E in ciò s’accorda anche il dott. Filippi caldo di Wagner ammiratore.
Finisco infatti con questo anche al mio storico periodo intorno alle scuole depositarie del vero canto sebben decadute, e di quelle per storti fini di ridestata superbia vantatrici di riforma. E come ho fatto nel ricordare il contestato argomento della relazione del canto alla parola, finisco colla risposta di chiaro maestro, a non meno illustre critico e giornalista, zelante difensore delle straniere teorie.
In seguito allo Strambottolo per la posterità pubblicato dal maestro Lauro Rossi, essendo direttore del Conservatorio milanese, della cui pochezza, diceva il compositore, se ne può trarre tuttavia utili conseguenze[90], l’illustre autore del Domino nero e dei Monetarj falsi veniva tratto a rispondere, anche per le stampe, al consigliere di quel medesimo Istituto ed allora direttore del giornale il Mondo Artistico, in questi termini «..... Filippi vede in questo povero Strambottolo una parodia ed un’offesa a Wagner ed ai suoi seguaci, mentr’io non m’intesi che mettere le basi d’una conciliazione fra il passato, il presente, e l’avvenire. Filippi va in furia perchè ho detto che la musica dell’avvenire si fabbrica.
Sissignore, e lo ripeto, la musica scritta malamente per le voci umane, e su di una traccia sinfonica preventivamente ideata, si fabbrica e non si crea dal compositore... Mi si punzecchia anche sta volta chiamando le povere mie cose composizioni di ritornelli. Io non intendo menomamente di mettermi in polemica con Filippi, ch’io non sono meno progressista di lui.
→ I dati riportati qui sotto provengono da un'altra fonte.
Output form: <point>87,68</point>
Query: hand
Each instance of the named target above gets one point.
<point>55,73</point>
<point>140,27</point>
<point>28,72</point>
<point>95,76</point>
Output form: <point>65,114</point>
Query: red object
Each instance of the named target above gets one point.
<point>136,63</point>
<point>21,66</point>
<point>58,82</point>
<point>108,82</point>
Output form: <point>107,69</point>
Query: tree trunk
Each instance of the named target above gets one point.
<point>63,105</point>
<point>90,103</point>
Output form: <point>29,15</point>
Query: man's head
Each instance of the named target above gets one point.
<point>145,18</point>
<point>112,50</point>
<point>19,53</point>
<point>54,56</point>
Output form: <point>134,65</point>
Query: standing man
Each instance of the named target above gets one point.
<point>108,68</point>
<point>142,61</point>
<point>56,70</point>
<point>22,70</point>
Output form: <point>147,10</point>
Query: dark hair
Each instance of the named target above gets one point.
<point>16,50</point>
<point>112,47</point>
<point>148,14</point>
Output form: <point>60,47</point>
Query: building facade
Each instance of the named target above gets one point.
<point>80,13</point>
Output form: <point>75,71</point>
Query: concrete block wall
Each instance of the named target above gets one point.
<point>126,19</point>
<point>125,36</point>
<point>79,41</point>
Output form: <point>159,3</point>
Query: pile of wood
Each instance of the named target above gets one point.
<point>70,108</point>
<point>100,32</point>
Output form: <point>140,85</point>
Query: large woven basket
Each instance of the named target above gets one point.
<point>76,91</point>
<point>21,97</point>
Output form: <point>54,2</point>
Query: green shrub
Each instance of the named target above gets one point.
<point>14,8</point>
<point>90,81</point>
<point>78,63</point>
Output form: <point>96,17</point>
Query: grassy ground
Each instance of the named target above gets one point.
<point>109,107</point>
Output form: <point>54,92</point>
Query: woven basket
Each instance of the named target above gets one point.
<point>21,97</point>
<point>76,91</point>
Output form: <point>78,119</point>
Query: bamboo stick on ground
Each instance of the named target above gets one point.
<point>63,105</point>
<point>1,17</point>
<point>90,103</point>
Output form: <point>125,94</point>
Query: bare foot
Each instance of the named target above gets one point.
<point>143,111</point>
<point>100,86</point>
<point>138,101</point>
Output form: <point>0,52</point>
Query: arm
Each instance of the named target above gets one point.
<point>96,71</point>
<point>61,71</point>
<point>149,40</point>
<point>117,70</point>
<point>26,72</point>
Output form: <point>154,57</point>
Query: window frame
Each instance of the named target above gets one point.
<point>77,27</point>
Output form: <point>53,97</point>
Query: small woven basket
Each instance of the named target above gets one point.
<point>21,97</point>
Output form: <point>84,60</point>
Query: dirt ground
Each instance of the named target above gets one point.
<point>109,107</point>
La differenza sta, secondo me, che Filippi accetta ciecamente ogni innovazione, io invece vorrei che le innovazioni non distruggessero il pregio per cui la musica esiste, cioè la melodia[91].»
Quella melodia che Rossini difese, per difendere la scuola italiana, la scuola madre; per difendere la vera fede dai traviamenti del razionalismo; per salvare il vero canto dalla distruzione vandalica dei riformisti.
Questi, infatti, colla scomposizione del ritmo, colla violazione delle tonalità e delle naturali progressioni armoniche, col predominio degli strumenti sulle voci, coll’impiego delle voci al legamento delle combinazioni e a servizio della materia, col loro genere declamato, ad altro non tendono che alla soppressione della melodia, alla distruzione del canto.
Lamentevole profeta, questo prevedeva Rossini, quando scriveva; «la testa la vincerà sopra il cuore; la scienza prenderà l’arte a rovescio, sotto un diluvio di note, quello che si dice istrumentale sarà la sepoltura delle voci e del sentimento![92].
Provvedimenti e inviti alle Scuole — alle Composizioni — ai Maestri.
Ancora un cenno sui provvedimenti che col risorgimento della italiana Nazione furono proposti, e in parte già sperimentati, al ristauramento anche del bel canto italiano.
Quello studio che gli antichi faceano procedere di pari passo colla letteratura e le altre scienze, che nella primitiva chiesa rimase a lato delle sue dottrine e progredì colla sua acquistata grandezza, quello studio che non solo nelle accademie e ne’ templi, ma in ogni umile villaggio accanto ai principj religiosi ed ai primi rudimenti letterarj spontaneamente venia coltivato; onde non v’era ministro che nella sua cura non ne dispensasse come poteva l’insegnamento, e non v’era paese che a decoro almeno della sua chiesetta non avesse teneri cultori, a poco a poco tutelato da leggi, regolato da metodi, compensato da stipendj; divenne parte del primario educamento in Germania, Svizzera, Inghilterra, Svezia, America; ed anche in Italia nel riorganizzamento scolastico non venne dimenticato.